Ta strona została przepisana.

Hrabina usiadła, a pani de Béarn zrozumiała, że nie pozbędzie się jej tak łatwo.
— Bardzo pani cierpi — zapytała Dubarry.
— O! strasznie, okropnie.
— I to prawa noga? Jakimże wypadkiem pani ją tak oparzyła?

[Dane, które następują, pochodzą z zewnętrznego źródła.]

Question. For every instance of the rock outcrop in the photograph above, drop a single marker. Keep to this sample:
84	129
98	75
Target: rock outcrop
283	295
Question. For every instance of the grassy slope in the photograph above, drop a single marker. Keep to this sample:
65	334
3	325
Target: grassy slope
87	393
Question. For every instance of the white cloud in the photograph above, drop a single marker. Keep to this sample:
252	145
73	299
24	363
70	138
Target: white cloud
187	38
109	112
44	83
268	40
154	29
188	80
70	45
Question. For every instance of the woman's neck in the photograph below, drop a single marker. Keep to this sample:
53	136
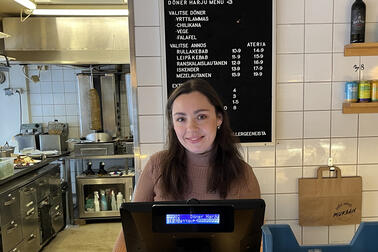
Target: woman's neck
199	159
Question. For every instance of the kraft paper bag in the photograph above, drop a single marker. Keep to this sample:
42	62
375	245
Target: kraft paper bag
327	201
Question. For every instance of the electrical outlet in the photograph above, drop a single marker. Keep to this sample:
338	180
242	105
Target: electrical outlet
12	91
8	91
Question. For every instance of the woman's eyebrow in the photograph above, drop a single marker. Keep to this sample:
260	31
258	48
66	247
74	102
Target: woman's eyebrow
201	110
179	113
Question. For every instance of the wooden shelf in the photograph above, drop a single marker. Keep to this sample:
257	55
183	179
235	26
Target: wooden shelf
361	49
4	35
364	107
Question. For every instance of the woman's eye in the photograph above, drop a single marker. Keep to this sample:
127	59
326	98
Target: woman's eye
201	117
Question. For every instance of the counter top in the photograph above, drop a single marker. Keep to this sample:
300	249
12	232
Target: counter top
22	171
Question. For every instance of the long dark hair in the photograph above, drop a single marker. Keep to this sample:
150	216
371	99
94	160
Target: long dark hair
226	165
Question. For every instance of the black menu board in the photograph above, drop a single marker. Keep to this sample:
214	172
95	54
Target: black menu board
229	44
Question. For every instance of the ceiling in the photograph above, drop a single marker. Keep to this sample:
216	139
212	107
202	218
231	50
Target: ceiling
10	8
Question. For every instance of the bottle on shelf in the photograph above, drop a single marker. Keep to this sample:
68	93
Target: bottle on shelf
89	170
358	17
119	200
104	203
364	91
113	201
102	171
96	201
374	90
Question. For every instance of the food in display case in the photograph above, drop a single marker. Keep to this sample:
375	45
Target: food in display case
22	161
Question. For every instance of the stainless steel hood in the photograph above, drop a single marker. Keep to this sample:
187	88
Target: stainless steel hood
68	40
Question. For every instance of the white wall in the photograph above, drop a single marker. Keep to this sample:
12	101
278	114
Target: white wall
9	105
310	127
54	97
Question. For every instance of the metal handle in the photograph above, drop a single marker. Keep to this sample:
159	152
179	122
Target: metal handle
57	215
30	190
32	237
13	227
10	202
42	182
30	212
30	203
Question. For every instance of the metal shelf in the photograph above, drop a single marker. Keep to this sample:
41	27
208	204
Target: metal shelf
102	156
361	49
355	108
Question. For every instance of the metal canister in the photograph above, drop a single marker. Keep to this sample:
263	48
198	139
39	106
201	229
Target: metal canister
374	90
364	91
351	91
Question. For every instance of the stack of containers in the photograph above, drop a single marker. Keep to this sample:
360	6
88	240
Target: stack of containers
363	91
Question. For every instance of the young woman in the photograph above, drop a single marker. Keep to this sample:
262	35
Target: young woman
202	160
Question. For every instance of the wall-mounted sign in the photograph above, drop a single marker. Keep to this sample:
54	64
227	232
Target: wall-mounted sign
228	43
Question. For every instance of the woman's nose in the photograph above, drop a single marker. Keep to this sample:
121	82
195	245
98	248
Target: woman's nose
192	124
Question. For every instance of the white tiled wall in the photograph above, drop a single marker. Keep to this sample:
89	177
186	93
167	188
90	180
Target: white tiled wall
55	97
310	127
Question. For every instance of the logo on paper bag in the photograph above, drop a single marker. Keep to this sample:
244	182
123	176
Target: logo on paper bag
345	208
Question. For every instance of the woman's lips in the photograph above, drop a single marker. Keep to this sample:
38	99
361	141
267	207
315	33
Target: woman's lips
194	139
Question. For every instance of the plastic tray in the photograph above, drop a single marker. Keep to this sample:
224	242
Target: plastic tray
6	167
280	238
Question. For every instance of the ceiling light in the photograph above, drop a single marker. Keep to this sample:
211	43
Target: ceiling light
81	12
27	4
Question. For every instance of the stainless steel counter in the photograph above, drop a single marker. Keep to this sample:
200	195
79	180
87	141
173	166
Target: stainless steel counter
23	171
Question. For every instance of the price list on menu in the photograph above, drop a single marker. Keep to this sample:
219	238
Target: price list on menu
229	44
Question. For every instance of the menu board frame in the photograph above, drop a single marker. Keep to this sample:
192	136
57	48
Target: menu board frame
271	70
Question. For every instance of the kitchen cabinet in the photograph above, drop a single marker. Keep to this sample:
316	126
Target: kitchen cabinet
87	185
31	210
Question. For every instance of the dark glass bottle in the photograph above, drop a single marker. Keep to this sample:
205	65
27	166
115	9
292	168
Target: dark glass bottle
357	28
89	170
102	171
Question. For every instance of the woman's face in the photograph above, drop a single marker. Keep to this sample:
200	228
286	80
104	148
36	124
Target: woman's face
195	121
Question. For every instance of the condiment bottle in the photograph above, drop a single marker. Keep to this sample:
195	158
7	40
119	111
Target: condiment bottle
364	91
119	200
358	16
102	171
113	202
374	91
104	203
96	201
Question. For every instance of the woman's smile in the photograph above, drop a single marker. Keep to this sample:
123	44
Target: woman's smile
195	122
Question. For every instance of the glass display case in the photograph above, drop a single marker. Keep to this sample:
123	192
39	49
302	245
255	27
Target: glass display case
101	197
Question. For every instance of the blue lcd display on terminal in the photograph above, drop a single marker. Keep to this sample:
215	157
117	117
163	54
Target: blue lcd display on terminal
192	218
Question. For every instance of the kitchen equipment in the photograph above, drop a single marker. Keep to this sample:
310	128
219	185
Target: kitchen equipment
53	142
89	170
94	149
56	137
95	109
57	128
27	141
29	136
6	150
99	137
6	167
102	171
107	87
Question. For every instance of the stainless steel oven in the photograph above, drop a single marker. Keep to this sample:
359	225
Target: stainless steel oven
88	185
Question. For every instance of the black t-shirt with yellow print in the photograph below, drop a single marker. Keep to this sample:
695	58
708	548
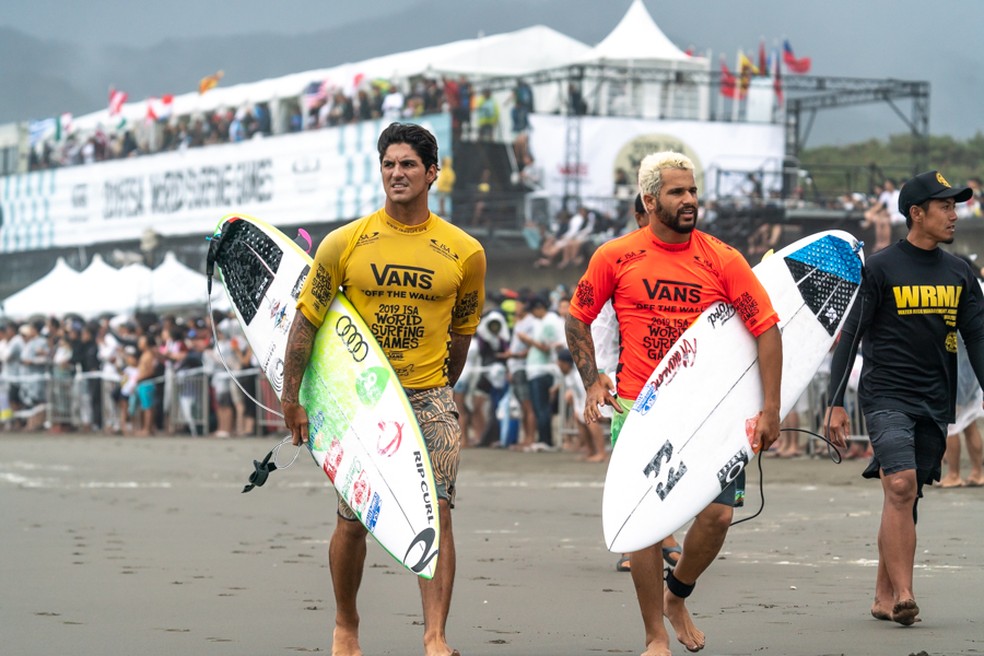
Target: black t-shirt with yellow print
910	307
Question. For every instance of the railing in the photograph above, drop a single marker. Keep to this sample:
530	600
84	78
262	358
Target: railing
184	403
188	406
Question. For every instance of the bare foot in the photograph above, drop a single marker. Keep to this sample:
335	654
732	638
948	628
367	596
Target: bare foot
675	610
880	612
951	481
345	642
905	612
442	650
658	647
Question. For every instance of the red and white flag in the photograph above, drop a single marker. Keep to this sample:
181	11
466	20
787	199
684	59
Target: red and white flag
116	100
160	108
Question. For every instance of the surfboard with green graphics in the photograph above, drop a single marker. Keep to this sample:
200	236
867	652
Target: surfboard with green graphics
362	430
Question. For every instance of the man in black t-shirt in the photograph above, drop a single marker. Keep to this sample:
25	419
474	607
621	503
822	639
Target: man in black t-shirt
913	299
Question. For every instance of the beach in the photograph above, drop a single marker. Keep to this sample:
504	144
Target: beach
116	545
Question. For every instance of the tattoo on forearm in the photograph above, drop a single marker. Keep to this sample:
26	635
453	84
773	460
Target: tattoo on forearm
581	345
300	342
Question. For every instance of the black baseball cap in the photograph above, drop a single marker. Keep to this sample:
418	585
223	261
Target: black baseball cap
930	184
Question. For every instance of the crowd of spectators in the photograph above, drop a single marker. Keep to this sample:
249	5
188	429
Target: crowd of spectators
519	388
474	112
129	376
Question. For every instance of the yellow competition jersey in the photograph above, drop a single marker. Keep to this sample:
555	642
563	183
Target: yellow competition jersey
413	285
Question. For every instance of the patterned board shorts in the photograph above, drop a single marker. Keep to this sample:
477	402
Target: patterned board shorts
437	415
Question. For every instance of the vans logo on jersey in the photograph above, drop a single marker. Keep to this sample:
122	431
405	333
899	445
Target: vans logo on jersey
631	255
367	238
705	264
671	290
444	250
401	275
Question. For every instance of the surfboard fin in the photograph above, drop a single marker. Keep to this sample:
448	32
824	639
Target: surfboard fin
260	473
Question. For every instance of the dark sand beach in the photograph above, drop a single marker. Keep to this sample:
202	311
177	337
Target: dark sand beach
146	546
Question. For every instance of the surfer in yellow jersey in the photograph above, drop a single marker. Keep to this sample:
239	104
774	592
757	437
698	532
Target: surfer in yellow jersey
659	281
418	282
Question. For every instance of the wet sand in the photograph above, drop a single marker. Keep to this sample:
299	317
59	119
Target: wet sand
146	546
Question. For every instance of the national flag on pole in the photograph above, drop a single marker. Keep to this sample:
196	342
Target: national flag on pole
209	82
746	69
745	65
314	93
116	100
777	77
729	85
160	108
63	126
794	63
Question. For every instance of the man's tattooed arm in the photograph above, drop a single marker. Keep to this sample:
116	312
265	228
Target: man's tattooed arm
581	346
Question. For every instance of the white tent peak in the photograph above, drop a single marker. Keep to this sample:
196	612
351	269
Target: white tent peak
637	38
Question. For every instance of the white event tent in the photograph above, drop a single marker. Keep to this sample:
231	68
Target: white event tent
39	296
102	289
636	42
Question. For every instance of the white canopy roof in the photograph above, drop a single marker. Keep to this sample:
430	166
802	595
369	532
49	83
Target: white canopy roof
103	289
40	297
175	285
637	38
513	53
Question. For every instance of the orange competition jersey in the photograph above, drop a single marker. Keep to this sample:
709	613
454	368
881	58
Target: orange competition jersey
659	289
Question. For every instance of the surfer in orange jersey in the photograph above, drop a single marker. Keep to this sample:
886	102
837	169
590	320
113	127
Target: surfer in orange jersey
420	284
913	300
659	281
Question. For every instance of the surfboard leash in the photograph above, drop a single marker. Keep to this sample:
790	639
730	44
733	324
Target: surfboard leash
833	451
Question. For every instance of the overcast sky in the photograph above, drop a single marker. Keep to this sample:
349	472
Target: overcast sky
941	41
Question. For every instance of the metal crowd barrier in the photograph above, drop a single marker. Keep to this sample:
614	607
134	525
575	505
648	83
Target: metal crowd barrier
90	399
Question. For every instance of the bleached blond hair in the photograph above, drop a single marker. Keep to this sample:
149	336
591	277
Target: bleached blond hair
651	169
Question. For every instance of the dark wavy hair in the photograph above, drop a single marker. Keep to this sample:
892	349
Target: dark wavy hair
415	136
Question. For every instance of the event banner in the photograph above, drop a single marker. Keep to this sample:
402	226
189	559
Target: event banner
317	176
724	153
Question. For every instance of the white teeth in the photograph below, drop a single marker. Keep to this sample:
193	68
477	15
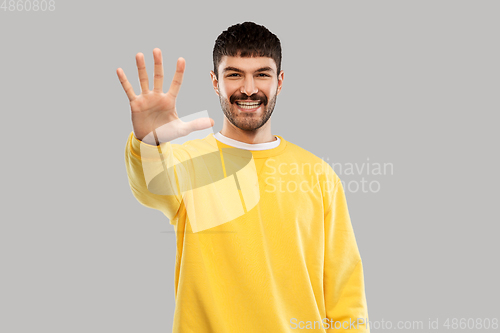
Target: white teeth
248	105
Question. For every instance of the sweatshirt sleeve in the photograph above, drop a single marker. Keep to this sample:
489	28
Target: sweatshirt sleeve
152	182
344	288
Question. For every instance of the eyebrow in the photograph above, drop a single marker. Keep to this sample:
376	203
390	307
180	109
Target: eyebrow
262	69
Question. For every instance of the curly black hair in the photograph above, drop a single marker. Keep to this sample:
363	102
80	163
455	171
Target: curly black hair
247	39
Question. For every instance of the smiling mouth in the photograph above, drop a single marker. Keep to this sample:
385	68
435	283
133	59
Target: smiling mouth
249	105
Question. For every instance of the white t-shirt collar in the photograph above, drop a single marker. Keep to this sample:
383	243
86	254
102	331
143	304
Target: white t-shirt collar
247	146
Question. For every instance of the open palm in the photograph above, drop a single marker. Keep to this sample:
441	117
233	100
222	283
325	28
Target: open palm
154	115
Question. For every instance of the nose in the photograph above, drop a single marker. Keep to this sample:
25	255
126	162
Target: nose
248	86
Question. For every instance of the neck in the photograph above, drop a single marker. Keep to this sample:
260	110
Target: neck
260	135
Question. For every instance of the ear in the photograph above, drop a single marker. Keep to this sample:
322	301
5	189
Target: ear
214	82
280	81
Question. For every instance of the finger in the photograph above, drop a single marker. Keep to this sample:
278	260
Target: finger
158	79
175	86
143	74
126	85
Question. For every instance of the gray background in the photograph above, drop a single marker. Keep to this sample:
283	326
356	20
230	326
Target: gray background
412	83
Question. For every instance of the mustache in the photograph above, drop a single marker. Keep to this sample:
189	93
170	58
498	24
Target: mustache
254	97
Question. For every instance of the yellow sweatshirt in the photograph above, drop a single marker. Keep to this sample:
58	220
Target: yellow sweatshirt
264	238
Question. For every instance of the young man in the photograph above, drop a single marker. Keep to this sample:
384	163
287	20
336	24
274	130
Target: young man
264	238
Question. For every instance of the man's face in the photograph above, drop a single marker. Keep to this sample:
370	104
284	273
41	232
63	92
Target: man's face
247	89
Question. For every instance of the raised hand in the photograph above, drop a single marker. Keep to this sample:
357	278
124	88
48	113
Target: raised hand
154	115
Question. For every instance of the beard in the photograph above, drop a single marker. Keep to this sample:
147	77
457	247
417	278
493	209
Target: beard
248	121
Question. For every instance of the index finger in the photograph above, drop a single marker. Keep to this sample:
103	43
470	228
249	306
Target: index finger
158	78
175	86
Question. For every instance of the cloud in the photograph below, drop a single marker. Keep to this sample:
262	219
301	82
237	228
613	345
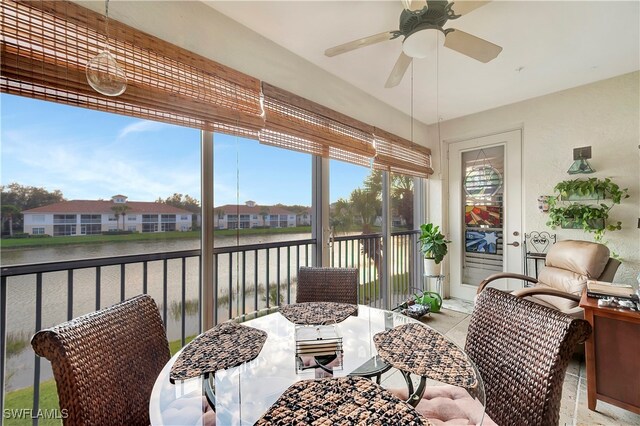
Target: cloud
139	127
95	170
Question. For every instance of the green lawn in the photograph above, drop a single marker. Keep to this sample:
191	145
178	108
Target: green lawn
11	243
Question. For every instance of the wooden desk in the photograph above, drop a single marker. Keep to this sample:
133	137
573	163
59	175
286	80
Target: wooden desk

— Bardzo prostym: trzymałam maszynkę w ręku, naraz wyśliznęła się, upadła i woda gorąca wylała się na nogę.
— Ach! to przerażające!
Stara ciężko westchnęła.
— O tak, to przerażające. Cóż robić, nieszczęścia w parze chodzą.
— Wie pani, że król ją oczekiwał dziś rano?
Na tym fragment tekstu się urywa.